Cinco años después de irse de Buenos Aires con el corazón roto, Giulia Rivas vuelve con una sola prioridad: cuidar a su hija Dulce y reconstruir su carrera como diseñadora de joyas.
No busca explicaciones.
No busca venganza.
Y mucho menos busca volver a ver a Julián Alcázar.
Pero en el aeropuerto, un nene desconocido se le abraza a la pierna y la llama mamá.
Benja tiene la edad que tendría el hijo que Giulia creyó haber perdido. Tiene los ojos de Julián, su carácter imposible y una certeza que nadie logra sacarle de la cabeza: ella es su mamá.
Julián también queda atrapado en esa reaparición.
Para él, Giulia fue la mujer que lo abandonó sin mirar atrás. Para ella, Julián fue el hombre que eligió a otra mientras ella lo perdía todo.

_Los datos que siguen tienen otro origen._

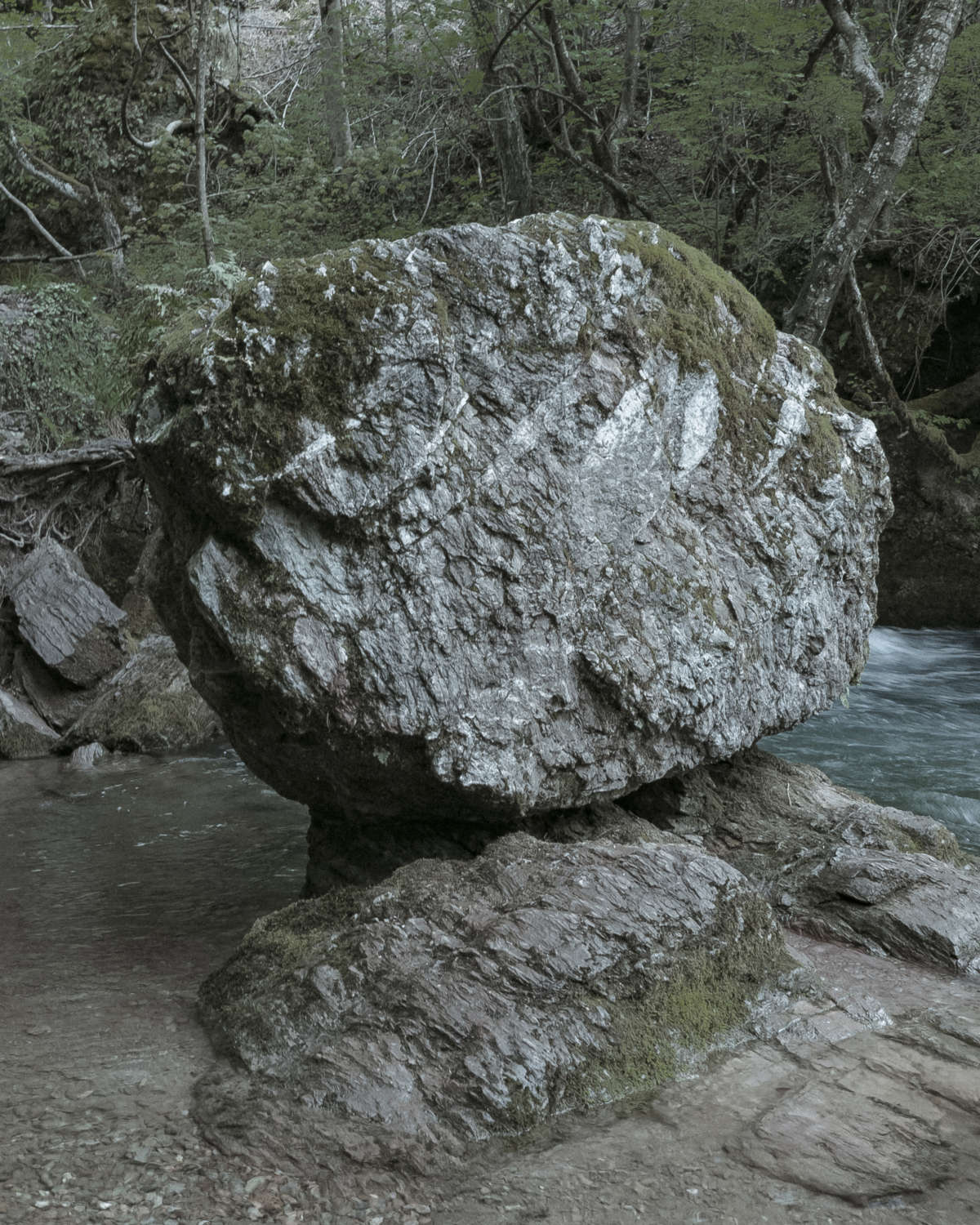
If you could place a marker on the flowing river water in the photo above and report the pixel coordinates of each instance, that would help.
(909, 733)
(122, 886)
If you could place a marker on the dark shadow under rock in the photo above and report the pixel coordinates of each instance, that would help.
(828, 860)
(455, 1001)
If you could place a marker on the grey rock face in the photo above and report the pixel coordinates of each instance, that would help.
(66, 620)
(147, 706)
(22, 732)
(460, 1000)
(488, 522)
(830, 860)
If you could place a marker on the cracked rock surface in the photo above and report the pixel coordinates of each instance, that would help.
(457, 1001)
(488, 522)
(828, 860)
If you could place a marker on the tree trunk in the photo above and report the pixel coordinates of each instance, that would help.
(200, 105)
(875, 179)
(501, 110)
(335, 100)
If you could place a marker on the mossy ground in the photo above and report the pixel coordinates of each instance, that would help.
(707, 991)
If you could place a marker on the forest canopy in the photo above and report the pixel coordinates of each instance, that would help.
(825, 152)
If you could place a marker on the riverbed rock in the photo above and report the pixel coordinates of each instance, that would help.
(22, 732)
(487, 522)
(56, 701)
(69, 621)
(828, 860)
(461, 1000)
(147, 706)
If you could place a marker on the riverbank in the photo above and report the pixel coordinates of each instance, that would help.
(118, 899)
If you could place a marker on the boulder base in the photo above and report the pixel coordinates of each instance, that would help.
(462, 1000)
(830, 862)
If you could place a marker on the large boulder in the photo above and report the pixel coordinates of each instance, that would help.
(488, 522)
(457, 1001)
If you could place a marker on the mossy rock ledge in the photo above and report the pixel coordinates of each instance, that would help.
(489, 522)
(460, 1001)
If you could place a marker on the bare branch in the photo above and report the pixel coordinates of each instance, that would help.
(862, 65)
(37, 167)
(36, 225)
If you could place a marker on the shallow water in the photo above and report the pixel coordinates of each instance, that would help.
(158, 862)
(911, 733)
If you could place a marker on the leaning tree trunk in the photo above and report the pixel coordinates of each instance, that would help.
(200, 105)
(335, 88)
(500, 107)
(874, 181)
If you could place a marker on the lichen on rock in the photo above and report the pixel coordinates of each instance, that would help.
(488, 522)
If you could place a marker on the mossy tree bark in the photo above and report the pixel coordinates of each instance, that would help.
(500, 108)
(200, 124)
(874, 181)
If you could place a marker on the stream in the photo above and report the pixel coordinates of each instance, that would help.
(125, 884)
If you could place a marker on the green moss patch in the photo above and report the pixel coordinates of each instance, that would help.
(691, 287)
(707, 991)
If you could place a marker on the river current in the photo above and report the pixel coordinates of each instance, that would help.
(122, 886)
(105, 853)
(908, 734)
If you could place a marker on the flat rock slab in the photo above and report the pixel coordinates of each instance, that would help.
(22, 732)
(461, 1000)
(487, 522)
(828, 860)
(147, 706)
(69, 621)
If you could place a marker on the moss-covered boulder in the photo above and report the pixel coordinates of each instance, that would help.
(457, 1001)
(488, 522)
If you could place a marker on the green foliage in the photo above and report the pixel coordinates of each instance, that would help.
(60, 379)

Ahora trabajan bajo el mismo imperio empresarial, se cruzan en pasillos, fiestas privadas, hospitales y mentiras que llevan demasiado tiempo enterradas.
Entre una hija que sueña con conocer a su papá, un hijo que nunca dejó de buscar a su mamá y una mujer dispuesta a destruir cualquier verdad antes de perder su lugar, Giulia y Julián van a descubrir que lo que los separó no fue falta de amor.
Fue una mentira.
Y esa mentira está a punto de caer.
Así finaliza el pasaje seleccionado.